Introduction

Carbohydrates make up a vital and ubiquitous class of essential nutrients and play important roles in innumerable biological processes, including cell recognition, intercellular signal transduction, cell growth, and cell differentiation (1,2,3). However, progress toward understanding their structure and function lags behind other biomolecules, such as nucleic acids and proteins. This is primarily due to the high degree of complexity and heterogeneity displayed by carbohydrate-containing materials. Today, methods available for characterizing complex carbohydrates include spectroscopy [mass spectroscopy (MS), Fourier transform infrared, Raman, and nuclear magnetic resonance (NMR) spectros-copies], immunochemical labeling, electron microscopy, and X-ray crystallography. These approaches often have low spatial resolution (micron level or above) or require extensive sample preparation that may alter the molecular structure of the polysaccharide sample.

The plant cell wall is an intricate conglomerate that includes numerous polysaccharides as major components (e.g., cellulose, xyloglucan, xylans, mannans, arabinans, and pectins). The synthesis and incorporation of the various wall polysaccharides into a durable fibrous network has been the subject of numerous recent investigations (4). For this purpose, various fluorescence and electron microscopic labeling methods have proved especially effective. In this context, immunocytochemical (5,6,7,8), enzyme-(9,10,11,12,13,14), and lectin-based (9,15) labeling techniques have been developed to examine the in situ distribution of plant cell wall polysaccharides.
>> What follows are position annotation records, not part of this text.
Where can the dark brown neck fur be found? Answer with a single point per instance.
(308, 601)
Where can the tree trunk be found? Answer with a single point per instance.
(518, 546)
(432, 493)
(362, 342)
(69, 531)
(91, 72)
Carbohydrate-binding modules (CBMs) are noncatalytic protein modules found in many carbohydrate-hydrolyzing enzymes, such as the cellulases and hemicellulases. They function as recognition modules that convey the catalytic modules of these enzymes to the target substrate. Several hundred CBMs have been identified to date, and these have been grouped into 45 families using amino acid sequence similarity algorithms (afmb.cnrs-mrs. fr/CAZY/index.html). The structures and ligand specificities of many CBMs have also been determined experimentally (16). Three types of CBMs have now been proposed based on their structure and function; these include type-A, which bind to specific surfaces of insoluble, crystalline cellulose and/or chitin; type-B, which bind to individual glycan chains; and type-C, or small sugar-binding CBMs, which have lectin-like properties and bind to mono-, di-, or trisaccharides.

The fine-tuned polysaccharide recognition capacity of the CBMs has prompted their development as precise molecular probes for mapping the chemistry and structure of carbohydrate-containing materials (16,17,18,19). CBMs have thus been used for fluorescence labeling of plant cell walls (20,21,22) and for ultrastructural labeling of Valonia cellulose crystals (23). Notably, following the original submission of this paper, differential recognition of plant cell walls in different tissues by different xylan-specific CBMs was reported (22). However, these published descriptions of CBM probes require complex labeling procedures or the development of monoclonal antibodies. In addition, imaging at the nanometer scale with high resolution has not been described.

In the present study, we describe an approach that simplifies the labeling procedures, requires minimal sample preparation, and heightens substantially the resolution power. Three CBMs from three different families that possess three distinctive polysaccharide specificities were engineered with dual His-tags to facilitate their coordination to highly luminescent quantum dots for correlative imaging using fluorescence and electron microscopy. In addition, the CBMs were each expressed as fusion proteins, with either green fluorescent protein (GFP) or red-fluorescent protein (RFP), to allow direct imaging using fluorescence microscopy at the near-molecular level of resolution. This approach complements newly developed techniques for visualizing the interaction of CBMs with carbohydrate composites and is potentially capable of single molecule detection.

Materials and Methods

Sample Preparation

Crystalline cellulose was prepared from the algae, Valonia ventricosa, as described previously (24,25). V. ventricosa vesicles were harvested and rinsed with distilled water, then were boiled in 2% NaOH for 6 h (changing fresh 2% NaOH every 2 h). The purified vesicles were neutralized with dilute HCl and washed with distilled water. For the preparation of cellulose crystals, purified vesicles were homogenized for 10 min at 10,000 rpm. The resulting suspensions were hydrolyzed by stirring for 5 h in 3.5 M HCl and then neutralized with a few drops of NaOH solution and washed with distilled water. The suspensions of Valonia cellulose crystal were stored at 4°C in distilled water containing 0.01% (w/v) NaN₃. Small aliquots of cellulose crystal stock suspension were diluted in 20 mM Tris buffer, pH 8.0, to make the final concentration of 1 mg/mL used for this study.